Corrupción, la madre de todas las reformas

Felipe Calderón y Enrique Peña, responsables de las reformas estructurales en México. Foto: Henry Romero/Courtesy Reuters
Felipe Calderón y Enrique Peña, responsables de las reformas estructurales en México. Foto: Henry Romero/Courtesy Reuters

Francisco Bedolla Cancino*

Los impactos de la devastación provocada por el azote de las fuerzas de la naturaleza, con todo el dramatismo humano allí envuelto, han ocupado el primer plano del espacio y el quehacer mediáticos por más de una semana. Nada de extraño hay en tal hecho. Tampoco lo hay en las innumerables muestras de solidaridad ofrecidas por la población, tanto la que procede a través de las asociaciones como la que procede a título personal. Y otro tanto puede decirse en el momento presente de la mezquindad, la inoperancia y la frivolidad que han exhibido frente al drama humano connotados miembros de la alta burocracia gubernamental y de la clase política.

Y todavía menos llama a sorpresa, aunque sí a una enorme indignación, la corrupción desnudada por los desastres naturales en la promoción de las licitaciones supuestamente públicas y los pagos a las empresas que, al amparo de los contubernios con los funcionarios gubernamentales en turno, participaron fraudulentamente en la construcción de los puentes y caminos arrasados por las fuerzas de la naturaleza. Lo peor de todo ello, y tan severo como las fatalidades naturales, es que los más pobres de entre los más pobres terminan padeciendo las consecuencias del enriquecimiento ilícito de unos cuantos vivales que fingen, y no fungen, como servidores públicos y empresarios honestos.

Traer ahora a cuento el tema de la corrupción, ciertamente, no es para buscar el mérito a la innovación o la originalidad intelectual. Un ejercicio de remembranza a vuelapluma es más que suficiente para mostrar los ríos de tinta y las toneladas de papel que se han utilizado para aludir y documentar la cotidianidad y el pillaje típicos e inmemoriales practicados por las elites burocráticas y gubernamentales así como por las elites empresariales que se han enriquecido al amparo del poder. He aquí en pocas palabras la triste y célebre historia de un régimen político, el mexicano, que fatalmente se ha especializado en concentrar grandes fortunas en pocos y muy ricos empresarios, a la altura de las listas de la opulencia publicitadas por la revista Forbes, y en extender la pobreza en el grueso de la población.

En el contexto del reformismo estructural apresurado impulsado por las burocracias partidistas coincidentes en el Pacto por México, más relevante que la sola mención a la corrupción es el hecho de colocarla de una vez por todas en el primerísimo lugar que, sobre los mejores ejercicios de diagnóstico y prospección científico-técnicas, le correspondería en una agenda político-gubernamental con genuino sentido público y, además, funcional a la promoción del desarrollo nacional. Contrario a tal situación, en el diagnóstico que sirve de base a las reformas estructurales en curso, la corrupción no recibió de parte de las elites partidistas, ni es esperable que lo haga, un tratamiento especial como problema público y estratégico ni mucho menos como condición de posibilidad necesaria para la buena marcha de la reformas laboral, educativa, energética, fiscal y político-electoral. La razón de dicha ceguera es simple de advertir: los perdedores netos en la implementación de una cruzada estatal contra la corrupción serían los ilustres miembros de la clase política nacional, hoy repartidos a lo largo y ancho de la geometría y la cromática político-partidista.

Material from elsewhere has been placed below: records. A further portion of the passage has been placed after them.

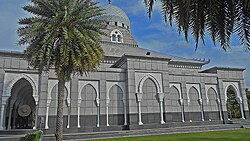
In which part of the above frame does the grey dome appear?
[98,4,130,26]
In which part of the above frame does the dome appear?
[99,4,130,26]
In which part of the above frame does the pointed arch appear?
[224,82,241,102]
[138,74,162,93]
[4,73,38,102]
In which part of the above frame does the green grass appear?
[89,129,250,141]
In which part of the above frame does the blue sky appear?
[0,0,250,88]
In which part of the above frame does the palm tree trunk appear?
[55,79,65,141]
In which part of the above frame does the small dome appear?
[98,4,130,26]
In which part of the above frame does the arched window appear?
[111,34,116,42]
[117,35,122,43]
[111,29,123,43]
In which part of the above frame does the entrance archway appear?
[5,78,36,129]
[226,85,242,119]
[141,78,160,124]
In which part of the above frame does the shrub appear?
[24,130,43,141]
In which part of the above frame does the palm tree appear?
[144,0,250,50]
[17,0,106,141]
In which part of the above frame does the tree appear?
[17,0,106,141]
[144,0,250,50]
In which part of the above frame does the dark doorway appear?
[5,78,36,129]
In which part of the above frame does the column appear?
[0,103,6,130]
[33,95,39,129]
[7,99,15,129]
[198,98,205,121]
[179,98,185,122]
[106,98,110,126]
[216,98,223,121]
[45,99,51,129]
[236,97,246,119]
[136,93,143,125]
[158,93,165,124]
[77,98,82,128]
[33,101,38,129]
[123,98,128,125]
[67,97,71,128]
[67,107,70,128]
[180,81,187,122]
[96,98,100,127]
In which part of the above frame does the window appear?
[111,29,123,43]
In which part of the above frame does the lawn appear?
[89,129,250,141]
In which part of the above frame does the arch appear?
[78,83,98,99]
[170,84,182,99]
[205,85,219,103]
[110,29,123,43]
[78,83,99,127]
[184,86,204,122]
[141,79,161,124]
[107,84,125,125]
[107,82,125,99]
[138,74,162,93]
[3,77,37,129]
[224,83,241,102]
[203,87,221,121]
[5,73,38,99]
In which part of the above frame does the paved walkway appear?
[64,124,246,141]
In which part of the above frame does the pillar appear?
[7,99,15,129]
[106,97,110,126]
[198,98,205,121]
[45,99,51,129]
[77,98,82,128]
[216,98,223,121]
[0,103,6,130]
[67,97,71,128]
[179,98,185,122]
[136,93,143,125]
[158,93,165,124]
[236,96,246,119]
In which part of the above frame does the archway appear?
[49,85,69,128]
[5,78,36,129]
[204,88,220,121]
[184,87,202,122]
[141,78,161,124]
[109,85,124,125]
[80,84,98,127]
[226,85,242,119]
[165,86,182,122]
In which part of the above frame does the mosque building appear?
[0,4,249,133]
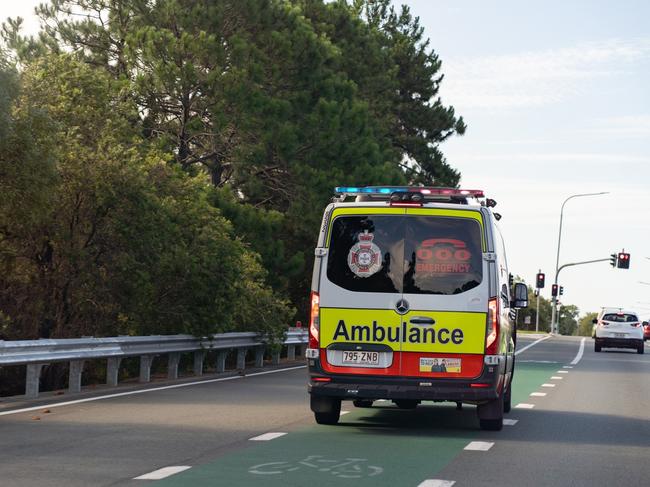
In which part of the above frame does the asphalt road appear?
[0,336,650,487]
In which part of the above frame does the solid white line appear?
[463,441,494,451]
[248,432,286,441]
[515,335,551,355]
[133,467,192,480]
[515,402,535,409]
[571,338,586,365]
[418,479,456,487]
[0,365,307,416]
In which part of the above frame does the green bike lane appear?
[156,340,568,487]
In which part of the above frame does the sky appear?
[0,0,650,319]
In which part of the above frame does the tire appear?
[352,399,374,408]
[393,399,418,409]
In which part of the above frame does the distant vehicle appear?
[593,308,646,354]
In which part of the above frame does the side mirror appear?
[512,282,528,308]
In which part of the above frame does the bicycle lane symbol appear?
[248,455,384,479]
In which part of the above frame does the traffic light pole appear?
[551,259,609,333]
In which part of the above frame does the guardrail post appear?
[194,350,206,375]
[25,364,47,399]
[139,355,154,383]
[106,357,122,387]
[167,352,181,379]
[255,345,264,368]
[216,350,228,374]
[68,360,84,392]
[237,348,247,370]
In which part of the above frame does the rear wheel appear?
[352,399,373,408]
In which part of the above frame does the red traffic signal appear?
[617,252,630,269]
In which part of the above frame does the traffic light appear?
[618,252,630,269]
[609,254,616,267]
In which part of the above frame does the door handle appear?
[409,316,436,325]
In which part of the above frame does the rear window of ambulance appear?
[327,215,483,295]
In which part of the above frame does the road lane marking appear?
[515,402,535,409]
[463,441,494,451]
[418,479,456,487]
[133,466,192,480]
[569,338,586,365]
[0,365,307,416]
[515,336,551,355]
[248,432,286,441]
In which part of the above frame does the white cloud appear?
[442,37,650,109]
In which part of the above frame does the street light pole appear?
[551,191,609,333]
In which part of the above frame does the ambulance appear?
[306,186,528,430]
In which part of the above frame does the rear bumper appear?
[596,337,643,349]
[308,360,506,403]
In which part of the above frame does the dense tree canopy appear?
[0,0,465,337]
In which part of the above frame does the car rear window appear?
[327,215,483,295]
[603,313,639,323]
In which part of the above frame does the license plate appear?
[343,350,379,365]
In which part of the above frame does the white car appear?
[594,308,643,353]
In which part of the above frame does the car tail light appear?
[309,291,320,349]
[485,298,499,355]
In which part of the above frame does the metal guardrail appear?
[0,328,308,398]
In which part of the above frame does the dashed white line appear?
[248,432,286,441]
[570,338,586,365]
[0,365,307,416]
[463,441,494,451]
[515,335,551,355]
[418,479,456,487]
[133,466,192,480]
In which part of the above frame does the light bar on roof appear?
[334,186,485,198]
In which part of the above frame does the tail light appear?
[309,291,320,349]
[485,298,499,355]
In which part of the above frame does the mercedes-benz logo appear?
[395,299,410,315]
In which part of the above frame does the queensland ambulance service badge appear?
[348,230,381,277]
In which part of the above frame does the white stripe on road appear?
[133,467,192,480]
[248,432,286,441]
[515,335,551,355]
[570,338,586,365]
[463,441,494,451]
[0,365,307,416]
[418,479,456,487]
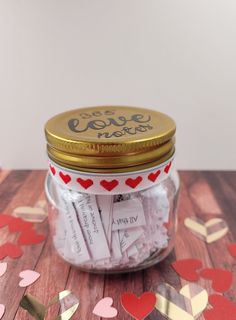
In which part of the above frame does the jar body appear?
[45,170,179,273]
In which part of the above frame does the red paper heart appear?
[17,229,45,245]
[49,164,56,176]
[148,170,161,182]
[59,171,71,184]
[171,259,202,281]
[77,178,93,189]
[100,180,119,191]
[0,242,23,260]
[204,294,236,320]
[200,268,233,292]
[0,214,14,228]
[228,243,236,258]
[125,176,143,189]
[121,292,157,320]
[164,162,172,173]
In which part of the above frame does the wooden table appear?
[0,170,236,320]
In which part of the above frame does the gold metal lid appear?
[45,106,176,172]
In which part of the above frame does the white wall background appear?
[0,0,236,169]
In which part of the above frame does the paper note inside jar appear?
[58,188,90,263]
[74,193,111,261]
[112,199,146,231]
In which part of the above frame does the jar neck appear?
[48,155,174,195]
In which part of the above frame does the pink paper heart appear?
[0,262,7,277]
[19,270,40,288]
[93,297,118,318]
[0,304,5,319]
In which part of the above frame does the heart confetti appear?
[228,243,236,259]
[156,283,208,320]
[93,297,118,318]
[0,262,7,277]
[0,214,45,260]
[200,268,233,293]
[171,259,202,281]
[184,217,228,243]
[20,290,79,320]
[0,304,6,319]
[204,294,236,320]
[19,270,40,288]
[121,292,157,320]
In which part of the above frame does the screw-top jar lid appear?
[45,106,176,172]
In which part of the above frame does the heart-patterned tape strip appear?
[156,283,208,320]
[20,290,79,320]
[13,200,48,223]
[184,217,228,243]
[49,156,174,194]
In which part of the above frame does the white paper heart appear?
[19,270,40,288]
[93,297,118,318]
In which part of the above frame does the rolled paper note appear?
[54,181,170,270]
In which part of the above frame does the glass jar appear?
[45,106,179,273]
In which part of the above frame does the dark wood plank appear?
[0,171,48,320]
[182,172,236,300]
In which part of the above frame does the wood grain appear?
[0,170,236,320]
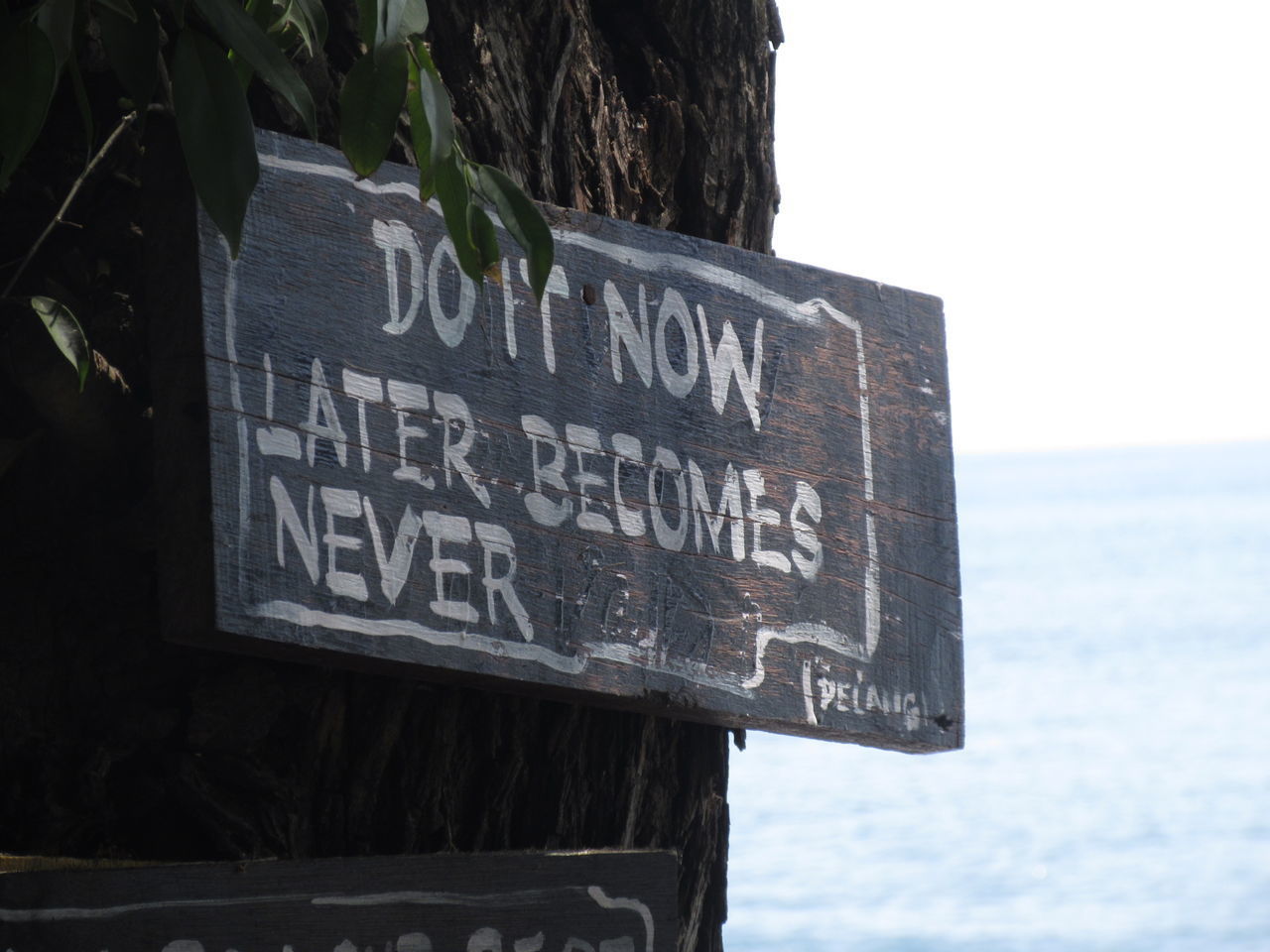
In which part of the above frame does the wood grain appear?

A consecuencia del recelo mostrado por la clase política en las temáticas cruciales de la transparencia, la rendición de cuentas y los mecanismos sancionatorios de la corrupción, la reforma energética se encuentra sumida en los claroscuros de la incertidumbre. La información y los argumentos vertidos sobre el estatus financiero y laboral de PEMEX así como las estimaciones sobre los yacimientos de los hidrocarburos apuntan con igual fuerza en ambas direcciones. La izquierda partidista y la izquierda social insisten en su tesis de que PEMEX es una empresa rentable y de que no hay necesidad de hacer concesiones privatizadoras, mientras que la coalición del PRI y el PAN insiste en que PEMEX es una organización decrépita y cada vez menos rentable, de cara a la extinción de los yacimientos de fácil acceso, lo que torna imperativa la adopción de una estrategia como la contenida en la iniciativa de reforma que se encuentra en estudio.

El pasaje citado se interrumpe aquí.